American businessman, civic leader and philanthropist (1872-1957)

Herbert Fleishhacker (November 2, 1872 – April 2, 1957), was an American businessman, civic leader and philanthropist. In 1924, he created and helped fund the Fleishhacker Pool in San Francisco, for many years the world's largest outdoor saltwater swimming pool. The pool continued to operate until 1971.

==Biography==
Herbert Fleishhacker was born November 2, 1872, to a Jewish family, the son of Deliah (née Stern) and paper entrepreneur Aaron Fleishhacker. He was one of eight children, his brother was Mortimer Fleishhacker Sr. (1866–1953). At age 15, he started working for his father as a bookkeeper.

At age 20, he established the first paper mill in Oregon outside of Oregon City. He then created a lumber company in Eugene, Oregon which supported the paper mill. Soon after he turned his attention to electric power and he invested in the Truckee River Electric Company and the Sacramento Valley Power Company.

The Anglo California Bank, Ltd., founded in 1873, was the successor to the London firm of J & W Seligman & Company.

At age 34, he turned his attention to banking. Fleishhacker was president of the London and Paris National Bank of San Francisco (1908), later renamed the Anglo & London Paris National Bank (1909), later renamed the Anglo California National Bank of San Francisco (1932). In November 1955, the Anglo California National Bank merged with the Crocker First National Bank.

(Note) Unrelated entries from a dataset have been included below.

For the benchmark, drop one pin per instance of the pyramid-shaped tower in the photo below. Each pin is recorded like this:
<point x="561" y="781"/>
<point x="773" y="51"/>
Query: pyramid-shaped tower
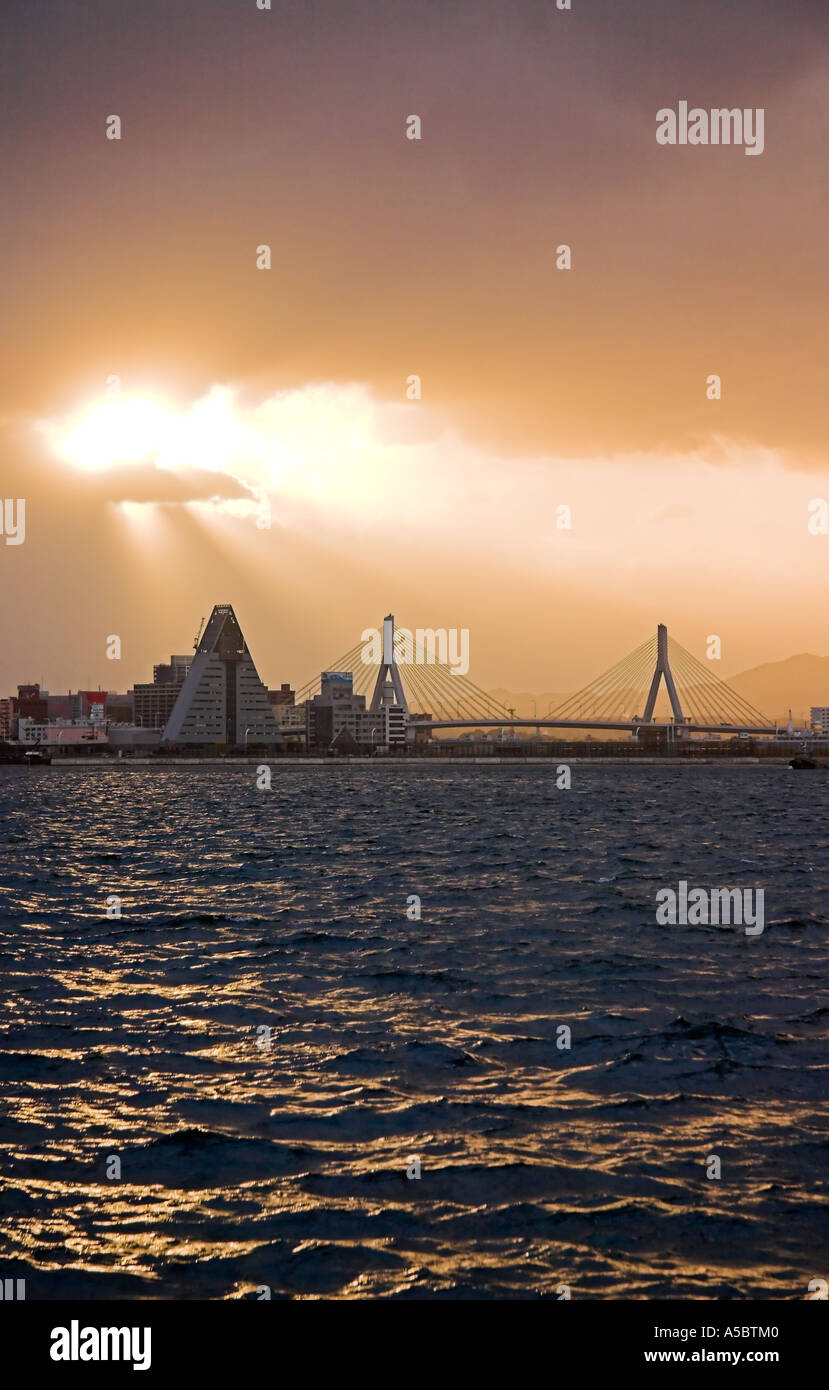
<point x="223" y="699"/>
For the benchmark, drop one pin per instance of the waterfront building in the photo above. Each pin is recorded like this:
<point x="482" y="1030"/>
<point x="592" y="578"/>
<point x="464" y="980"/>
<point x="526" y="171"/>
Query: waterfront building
<point x="223" y="699"/>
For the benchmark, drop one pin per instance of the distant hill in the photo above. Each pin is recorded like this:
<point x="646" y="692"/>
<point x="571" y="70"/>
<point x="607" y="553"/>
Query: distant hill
<point x="797" y="683"/>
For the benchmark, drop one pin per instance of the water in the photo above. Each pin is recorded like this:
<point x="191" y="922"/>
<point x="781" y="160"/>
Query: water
<point x="392" y="1039"/>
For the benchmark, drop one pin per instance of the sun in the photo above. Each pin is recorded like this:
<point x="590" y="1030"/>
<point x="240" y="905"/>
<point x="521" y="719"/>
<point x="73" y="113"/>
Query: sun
<point x="116" y="432"/>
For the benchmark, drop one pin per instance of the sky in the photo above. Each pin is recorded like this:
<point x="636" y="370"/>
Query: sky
<point x="252" y="396"/>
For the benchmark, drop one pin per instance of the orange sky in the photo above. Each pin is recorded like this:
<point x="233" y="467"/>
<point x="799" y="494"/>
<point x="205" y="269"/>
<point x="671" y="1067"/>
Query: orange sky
<point x="540" y="387"/>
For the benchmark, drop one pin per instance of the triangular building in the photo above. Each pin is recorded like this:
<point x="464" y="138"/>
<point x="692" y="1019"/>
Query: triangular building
<point x="223" y="699"/>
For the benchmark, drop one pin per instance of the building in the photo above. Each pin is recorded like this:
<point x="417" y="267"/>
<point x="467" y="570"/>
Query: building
<point x="31" y="704"/>
<point x="120" y="709"/>
<point x="60" y="706"/>
<point x="283" y="697"/>
<point x="291" y="722"/>
<point x="337" y="712"/>
<point x="7" y="717"/>
<point x="61" y="736"/>
<point x="173" y="672"/>
<point x="91" y="705"/>
<point x="223" y="699"/>
<point x="153" y="704"/>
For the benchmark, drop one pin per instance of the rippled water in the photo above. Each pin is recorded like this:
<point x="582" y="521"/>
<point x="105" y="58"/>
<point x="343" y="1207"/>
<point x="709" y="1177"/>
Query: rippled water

In 1918, he was appointed to serve the president of the San Francisco Park Commission by mayor James Rolph. While serving as president of the San Francisco Parks Commission, he founded the Fleishhacker Zoo, later renamed the San Francisco Zoological Gardens. He was also instrumental in the building of Coit Tower. His work on the Panama–Pacific International Exposition awarded him the French Légion d'honneur award.

==Personal life==
Fleishhacker was married on August 9, 1905, to May Belle Greenebaum (August 12, 1884; died 1966). They had one daughter and two sons.